Sudah seharusnya konsep HAM dalam bidang pendidikan tercermin dalam peraturan perundang-undangan di Indonesia yang menyebutkan bahwa pemerintah bertugas untuk mencerdaskan kehidupan bangsa serta adanya hak-hak kebebasan dasar manusia. Tekad pemerintah untuk mencerdaskan kehidupan bangsa direalisasikan melalui pemberantasan buta huruf dan gerakan wajib belajar.

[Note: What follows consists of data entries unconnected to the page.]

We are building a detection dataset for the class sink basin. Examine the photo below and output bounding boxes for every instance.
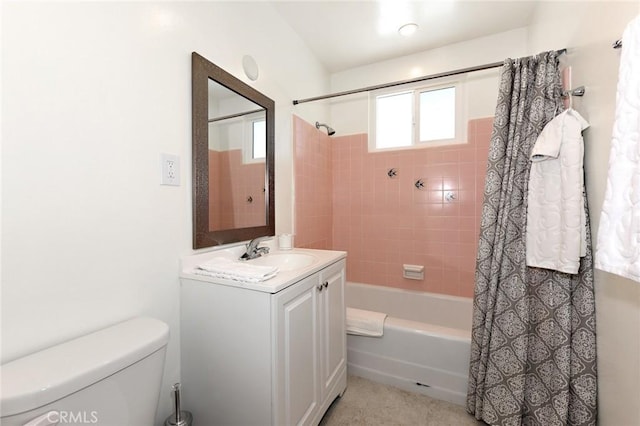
[249,253,318,271]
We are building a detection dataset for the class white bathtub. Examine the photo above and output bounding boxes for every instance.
[345,282,472,405]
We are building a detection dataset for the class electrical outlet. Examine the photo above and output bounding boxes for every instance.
[160,154,180,186]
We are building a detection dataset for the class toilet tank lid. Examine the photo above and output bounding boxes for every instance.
[0,317,169,417]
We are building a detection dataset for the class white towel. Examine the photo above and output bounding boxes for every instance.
[595,16,640,281]
[193,257,278,283]
[347,308,387,337]
[526,109,589,274]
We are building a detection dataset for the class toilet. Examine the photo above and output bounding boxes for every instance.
[0,318,169,426]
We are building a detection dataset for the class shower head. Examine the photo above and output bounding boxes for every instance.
[316,121,336,136]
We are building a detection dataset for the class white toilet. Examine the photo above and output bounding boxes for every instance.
[0,318,169,426]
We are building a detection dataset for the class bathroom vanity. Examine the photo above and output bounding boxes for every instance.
[180,247,347,426]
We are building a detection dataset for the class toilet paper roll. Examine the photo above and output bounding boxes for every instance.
[278,234,293,250]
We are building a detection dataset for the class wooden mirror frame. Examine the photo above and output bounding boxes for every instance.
[191,52,275,249]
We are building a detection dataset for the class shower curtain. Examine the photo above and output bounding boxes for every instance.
[467,52,596,426]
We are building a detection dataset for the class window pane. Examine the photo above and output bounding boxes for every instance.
[420,87,456,142]
[253,120,267,159]
[376,92,413,148]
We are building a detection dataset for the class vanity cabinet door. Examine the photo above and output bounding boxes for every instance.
[274,274,320,425]
[319,261,347,399]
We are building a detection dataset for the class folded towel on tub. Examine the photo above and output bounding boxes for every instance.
[347,308,387,337]
[193,257,278,283]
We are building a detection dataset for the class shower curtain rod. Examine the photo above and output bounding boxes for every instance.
[293,49,567,105]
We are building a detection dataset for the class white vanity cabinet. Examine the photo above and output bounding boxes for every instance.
[181,250,347,426]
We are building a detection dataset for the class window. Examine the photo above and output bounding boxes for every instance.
[242,113,267,164]
[369,81,466,151]
[251,119,267,160]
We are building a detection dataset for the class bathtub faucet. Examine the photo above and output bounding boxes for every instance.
[240,236,271,260]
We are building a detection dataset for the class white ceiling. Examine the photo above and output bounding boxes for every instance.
[274,0,537,73]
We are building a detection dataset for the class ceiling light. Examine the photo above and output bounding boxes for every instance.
[398,23,418,37]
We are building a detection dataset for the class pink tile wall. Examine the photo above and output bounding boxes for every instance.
[293,116,333,249]
[295,118,493,297]
[209,150,266,230]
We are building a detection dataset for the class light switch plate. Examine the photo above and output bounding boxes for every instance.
[160,154,180,186]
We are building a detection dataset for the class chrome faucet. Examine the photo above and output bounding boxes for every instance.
[240,236,272,260]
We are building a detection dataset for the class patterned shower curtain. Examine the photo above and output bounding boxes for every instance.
[467,52,597,426]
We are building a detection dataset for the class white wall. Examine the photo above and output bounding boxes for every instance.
[1,1,328,421]
[323,28,527,136]
[529,1,640,425]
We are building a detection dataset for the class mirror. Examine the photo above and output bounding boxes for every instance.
[191,52,275,249]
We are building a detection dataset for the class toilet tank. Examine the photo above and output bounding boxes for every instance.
[0,318,169,426]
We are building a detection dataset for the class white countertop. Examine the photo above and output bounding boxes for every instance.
[180,244,347,293]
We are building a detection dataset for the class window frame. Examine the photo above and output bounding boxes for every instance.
[369,76,468,152]
[242,113,266,164]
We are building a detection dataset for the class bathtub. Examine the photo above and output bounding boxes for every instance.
[345,282,472,405]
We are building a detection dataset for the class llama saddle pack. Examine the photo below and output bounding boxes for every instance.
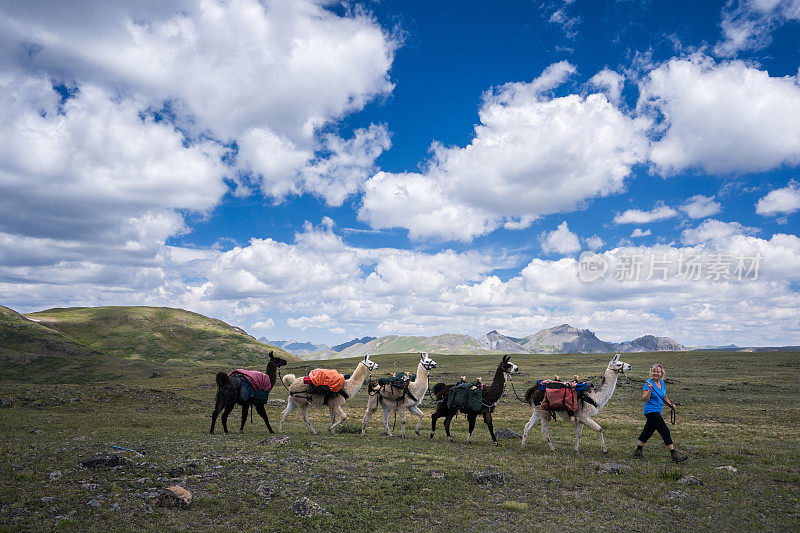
[378,372,417,389]
[447,383,483,411]
[228,368,272,402]
[536,379,594,413]
[303,368,344,393]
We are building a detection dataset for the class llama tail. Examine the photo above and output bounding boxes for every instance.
[525,387,537,405]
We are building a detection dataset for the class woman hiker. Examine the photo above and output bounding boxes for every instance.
[633,363,687,463]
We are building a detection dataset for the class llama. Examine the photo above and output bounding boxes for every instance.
[209,352,286,434]
[431,355,519,446]
[522,354,631,453]
[278,355,378,435]
[361,353,436,437]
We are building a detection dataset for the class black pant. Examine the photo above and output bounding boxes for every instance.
[639,413,672,446]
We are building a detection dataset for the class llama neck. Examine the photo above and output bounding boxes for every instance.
[483,365,506,404]
[408,363,428,399]
[591,368,617,411]
[342,361,367,396]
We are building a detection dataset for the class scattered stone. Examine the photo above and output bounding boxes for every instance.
[667,490,691,500]
[494,428,522,440]
[594,461,633,474]
[158,485,192,509]
[291,496,331,517]
[470,471,506,485]
[256,481,275,498]
[259,435,290,446]
[80,453,128,468]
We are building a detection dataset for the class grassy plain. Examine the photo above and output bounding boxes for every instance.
[0,352,800,532]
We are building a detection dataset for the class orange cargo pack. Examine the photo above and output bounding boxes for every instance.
[308,368,344,392]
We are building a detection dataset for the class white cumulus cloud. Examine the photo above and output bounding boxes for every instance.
[614,205,678,224]
[756,181,800,216]
[539,221,581,255]
[359,62,649,241]
[639,55,800,175]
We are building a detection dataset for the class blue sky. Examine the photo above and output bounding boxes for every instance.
[0,0,800,346]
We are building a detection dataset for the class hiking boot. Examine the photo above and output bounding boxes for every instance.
[670,450,689,463]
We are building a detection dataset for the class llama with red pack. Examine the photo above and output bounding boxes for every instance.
[522,354,631,453]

2. Hak Perlindungan anak dalam Konvensi Hak Anak
a. Larangan Diskriminasi Anak Pasal 2 Konvensi Hak Anak secara tegas mengatur larangan diskriminasi pemberlakuan hak-hak anak yang ada dalam konvensi tersebut terhadap setiap anak dalam bentuk apapun, tanpa memandang ras, warna kulit, jenis kelamin, pandangan politik atau pandangan lain, asal usul bangsa atau sosial, harta kekayaan, cacat, kelahiran atau status dari anak atau dari orang tua anak atau walinya yang sah menurut hukum. Penempatan aturan tentang larangan diskriminasi ini dalam pasal 2 menunjukkan betapa hal ini sangat penting dan mendasar bagi perlindungan hak anak khususnya diskriminasi terhadap anak jalanan yang sering terjadi.

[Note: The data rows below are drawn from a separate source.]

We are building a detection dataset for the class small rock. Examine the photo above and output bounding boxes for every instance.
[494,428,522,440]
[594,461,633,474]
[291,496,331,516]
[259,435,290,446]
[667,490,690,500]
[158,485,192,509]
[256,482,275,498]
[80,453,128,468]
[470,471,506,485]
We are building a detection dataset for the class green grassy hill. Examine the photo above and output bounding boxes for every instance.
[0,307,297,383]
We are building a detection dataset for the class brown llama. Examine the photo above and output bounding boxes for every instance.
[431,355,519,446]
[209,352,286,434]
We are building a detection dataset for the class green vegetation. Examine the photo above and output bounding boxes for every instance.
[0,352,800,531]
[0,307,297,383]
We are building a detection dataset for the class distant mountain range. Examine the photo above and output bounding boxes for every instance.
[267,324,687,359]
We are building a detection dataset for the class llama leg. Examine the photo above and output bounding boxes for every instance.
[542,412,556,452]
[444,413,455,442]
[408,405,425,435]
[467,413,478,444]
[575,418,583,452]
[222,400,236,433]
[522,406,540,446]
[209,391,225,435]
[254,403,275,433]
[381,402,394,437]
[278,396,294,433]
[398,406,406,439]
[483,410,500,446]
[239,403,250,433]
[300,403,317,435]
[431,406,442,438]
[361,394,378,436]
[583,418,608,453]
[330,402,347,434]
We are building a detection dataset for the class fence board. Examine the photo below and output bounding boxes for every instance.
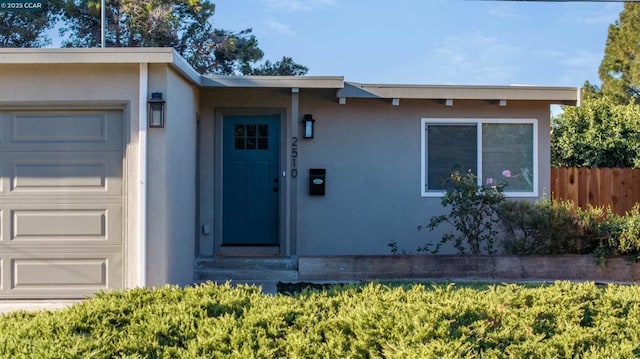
[551,167,640,214]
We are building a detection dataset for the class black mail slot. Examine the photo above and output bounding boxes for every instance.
[309,168,327,196]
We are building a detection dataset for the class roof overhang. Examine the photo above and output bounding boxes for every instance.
[0,47,580,105]
[337,82,580,105]
[201,76,344,89]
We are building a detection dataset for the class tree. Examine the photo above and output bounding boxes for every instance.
[0,1,59,47]
[599,2,640,103]
[551,92,640,168]
[251,56,309,76]
[61,0,307,75]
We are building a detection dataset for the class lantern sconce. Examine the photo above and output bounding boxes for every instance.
[147,92,165,128]
[302,113,316,138]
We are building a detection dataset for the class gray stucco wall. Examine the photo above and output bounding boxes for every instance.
[298,93,549,255]
[0,63,146,286]
[199,89,550,256]
[197,88,291,256]
[147,65,198,286]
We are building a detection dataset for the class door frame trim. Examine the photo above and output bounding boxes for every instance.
[0,105,130,299]
[213,107,288,256]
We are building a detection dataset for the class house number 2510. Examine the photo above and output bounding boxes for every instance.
[291,136,298,178]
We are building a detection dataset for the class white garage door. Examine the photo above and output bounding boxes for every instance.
[0,111,123,298]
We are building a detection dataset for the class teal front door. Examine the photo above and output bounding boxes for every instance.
[222,115,280,246]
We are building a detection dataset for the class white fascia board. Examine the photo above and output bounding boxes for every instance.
[337,82,578,105]
[201,75,344,89]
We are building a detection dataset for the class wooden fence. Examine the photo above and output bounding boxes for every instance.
[551,168,640,214]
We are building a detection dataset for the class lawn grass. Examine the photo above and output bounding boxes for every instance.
[0,282,640,358]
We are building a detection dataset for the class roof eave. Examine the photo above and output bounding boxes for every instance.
[336,82,580,105]
[201,75,344,89]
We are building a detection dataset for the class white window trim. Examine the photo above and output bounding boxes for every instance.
[420,118,539,198]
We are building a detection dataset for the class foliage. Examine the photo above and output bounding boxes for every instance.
[597,203,640,260]
[497,199,604,255]
[0,282,640,358]
[419,171,504,255]
[0,0,308,76]
[61,0,306,75]
[599,2,640,104]
[251,56,309,76]
[551,95,640,168]
[0,0,60,47]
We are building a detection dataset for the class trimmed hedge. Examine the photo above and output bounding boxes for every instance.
[0,282,640,358]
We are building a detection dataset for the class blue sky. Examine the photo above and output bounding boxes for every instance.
[214,0,623,86]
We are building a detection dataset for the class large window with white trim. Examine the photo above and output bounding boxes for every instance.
[422,118,538,197]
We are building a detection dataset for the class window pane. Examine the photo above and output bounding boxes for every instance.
[427,124,478,191]
[482,123,534,192]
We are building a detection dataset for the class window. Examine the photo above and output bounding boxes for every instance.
[422,118,538,197]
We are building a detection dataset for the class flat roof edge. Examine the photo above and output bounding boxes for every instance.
[336,82,580,105]
[201,75,344,89]
[0,47,175,64]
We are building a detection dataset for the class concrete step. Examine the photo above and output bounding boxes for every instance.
[196,257,298,271]
[196,268,298,282]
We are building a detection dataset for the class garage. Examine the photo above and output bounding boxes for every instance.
[0,107,125,299]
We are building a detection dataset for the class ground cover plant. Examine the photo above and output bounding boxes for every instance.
[0,282,640,358]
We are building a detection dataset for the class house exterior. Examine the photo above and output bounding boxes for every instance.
[0,48,580,298]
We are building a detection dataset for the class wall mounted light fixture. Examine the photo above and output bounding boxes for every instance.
[147,92,165,128]
[302,113,316,138]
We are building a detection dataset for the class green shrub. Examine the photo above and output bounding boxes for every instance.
[599,203,640,260]
[497,199,611,255]
[418,171,504,255]
[0,282,640,358]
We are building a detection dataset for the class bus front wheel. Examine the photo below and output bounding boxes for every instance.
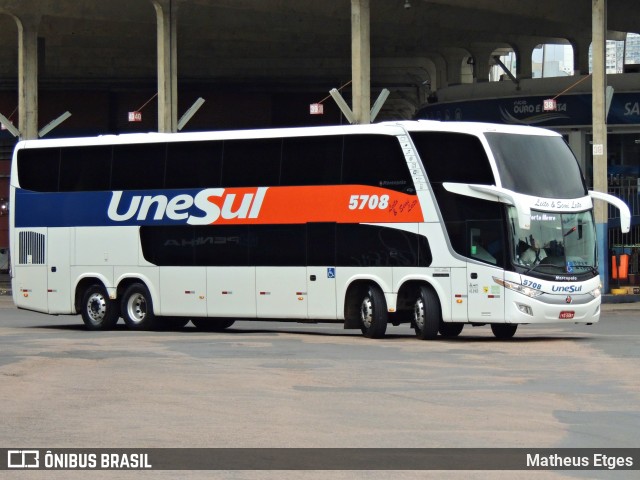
[491,323,518,340]
[413,286,442,340]
[80,285,118,330]
[360,285,388,338]
[120,283,156,330]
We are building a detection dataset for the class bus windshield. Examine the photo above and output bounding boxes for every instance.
[485,132,587,198]
[508,207,597,275]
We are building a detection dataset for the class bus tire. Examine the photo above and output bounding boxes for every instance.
[413,285,442,340]
[120,283,157,330]
[438,322,464,338]
[80,284,118,330]
[360,285,389,338]
[191,318,236,332]
[491,323,518,340]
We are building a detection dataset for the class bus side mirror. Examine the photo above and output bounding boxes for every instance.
[589,190,631,233]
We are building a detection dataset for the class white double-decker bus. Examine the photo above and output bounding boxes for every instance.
[10,121,630,339]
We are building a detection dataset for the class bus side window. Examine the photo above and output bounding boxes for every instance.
[342,134,415,194]
[18,148,60,192]
[111,143,167,190]
[60,146,112,192]
[165,141,223,188]
[222,138,282,187]
[280,135,343,186]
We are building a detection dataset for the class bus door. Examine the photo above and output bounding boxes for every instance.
[249,224,307,318]
[307,223,337,320]
[13,228,48,313]
[307,267,337,320]
[47,228,72,313]
[467,221,505,323]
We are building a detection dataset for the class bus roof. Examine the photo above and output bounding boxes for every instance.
[16,120,559,150]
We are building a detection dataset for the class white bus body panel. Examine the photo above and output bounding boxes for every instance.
[12,228,49,313]
[47,228,74,314]
[307,267,338,320]
[72,226,140,265]
[160,267,207,317]
[256,267,307,318]
[467,262,505,323]
[207,267,256,318]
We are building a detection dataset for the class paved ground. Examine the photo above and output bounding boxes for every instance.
[0,296,640,479]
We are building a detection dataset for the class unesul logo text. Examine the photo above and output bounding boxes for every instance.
[107,187,268,225]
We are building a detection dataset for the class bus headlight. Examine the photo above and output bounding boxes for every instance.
[493,277,543,298]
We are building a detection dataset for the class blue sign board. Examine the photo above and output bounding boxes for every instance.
[416,92,640,127]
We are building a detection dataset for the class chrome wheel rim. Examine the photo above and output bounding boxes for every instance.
[413,298,424,331]
[127,293,147,323]
[360,295,373,328]
[87,293,107,323]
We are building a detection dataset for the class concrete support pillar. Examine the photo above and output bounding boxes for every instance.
[591,0,609,292]
[469,48,495,83]
[152,0,178,133]
[568,129,587,176]
[514,42,538,80]
[571,37,591,76]
[445,49,469,85]
[351,0,371,124]
[13,15,40,140]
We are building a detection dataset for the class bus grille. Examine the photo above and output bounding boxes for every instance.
[18,232,45,265]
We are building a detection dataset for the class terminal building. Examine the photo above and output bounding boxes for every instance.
[0,0,640,286]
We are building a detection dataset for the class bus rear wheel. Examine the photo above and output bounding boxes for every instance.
[191,318,236,332]
[491,323,518,340]
[413,286,442,340]
[360,285,388,338]
[120,283,156,330]
[80,285,118,330]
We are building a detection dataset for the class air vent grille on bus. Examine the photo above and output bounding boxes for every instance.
[18,232,45,265]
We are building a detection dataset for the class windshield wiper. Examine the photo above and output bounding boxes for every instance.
[523,262,565,275]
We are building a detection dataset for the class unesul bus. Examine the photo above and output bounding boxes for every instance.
[10,121,630,339]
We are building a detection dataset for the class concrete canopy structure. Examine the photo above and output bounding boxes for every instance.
[0,0,640,137]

Pengertian Diskriminasi mengacu kepada setiap usaha yang dilakukan untuk membuat perbedaan diantara orang-orang. Perbedaan mana pada akhirnya bertujuan untuk memilah-milah apa yang boleh dan apa yang tidak bagi orang-orang tertentu. Dalam sejarah peradaban manusia, upaya untuk membeda-bedakan perlakuan terhadap manusia adalah sebuah fakta yang tak terbantahkan. Fakta juga yang menunjukkan betapa perjuangan untuk menghilangkan perbedaan (utamanya yang didasarkan oleh ras,warna kulit dan keyakinan) menjadi sangat fenomenal karena begitu banyak menimbulkan korban jiwa, harta dan air mata. Jika merujuk kepada kenyataan sejarah penegakan hak-hak anak secara internasional maupun nasional, persoalan diseputar politik diskriminasi adalah bagian yang inheren dalam sejarah diskriminasi itu sendiri.
b. Perlindungan dari penyiksaan dan pengabaian
Menurut pasal 19 Konvensi Hak Anak ,Negara melindungi anak dari penganiayaan dalam bentuk apapun oleh orang tua atau orang lain yang bertanggung jawab untuk merawat anak dan membangun program sosial yang tepat untuk pencegahan penyiksaan dan untuk perawatan korban.c. Perlindungan anak tanpa keluarga
Dalam pasal 20 Konvensi Hak Anak, Negara berkewajiban untuk menyediakan perlindungan khusus untuk anak yang kehilangan lingkungan keluarga dan untuk menjamin bahwa asuhan keluarga alternative yang tepat atau penempatan di institusi yang ada dalam kasus-kasus tersebut. Upaya-upaya untuk memenuhi kewajiban ini akanmemberikan hak-hak yang berhubungan dengan latar belakang kebudayaan anak.Diharapkan pemerintah dapat terus berupaya memberikan pelayanan bagi para anak jalanan yang kehilanhgan lingkungan keluara dengan memperbanyak pendirian rumah singgah yang dapat menampung anak-anak yang tinggal di jalanan.
d. Standar hidup
Menurut pasal 27 KHA Setiap anak mempunyai hak atas standar hidup yang memadai untuk perkembangan sosial, moral, spiritual, mental dan fisiknya.Orang tua mempunyai tanggung jawab utama untuk menjamin bahwa anak mempunyai standar hidup yang memadai.Tugas Negara adalah untuk menjamin bahwa tanggung jawab ini dipenuhi dan tanggung jawab Negara dapat meliputi bantuan materi kepada orang tua dan anaknya.e. Hak untuk mendapatkan Pendidikan
Anak mempunyai hak atas pendidikan dan tugas Negara adalah untuk menjamin bahwa pendidikan dasar adalah bebas biaya dan wajib, untuk mendorong bentuk-bentuk berbeda dari pendidikan menengah yang aksesibel bagi setiap anak dan untuk memberikan pendidikan tinggi untuk semua menurut dasar kapasitasnya. Mata pelajaran sekolah harus konsisten dengan hak-hak dan martabat anak. Negara mengikutsertakan kerja sama internasional untuk melaksanakan hak ini.Dalam hal ini pemerintah berperan aktiv dalam usaha unutuk mencerdaskan kehidupan bangsa yaitu dengan melaksanakan program pengajaran gratis khusus bagi orang yang tidak mampu. Diharapkan seluruh anak jalanan di Indonesia mendapat hak untuk belajar.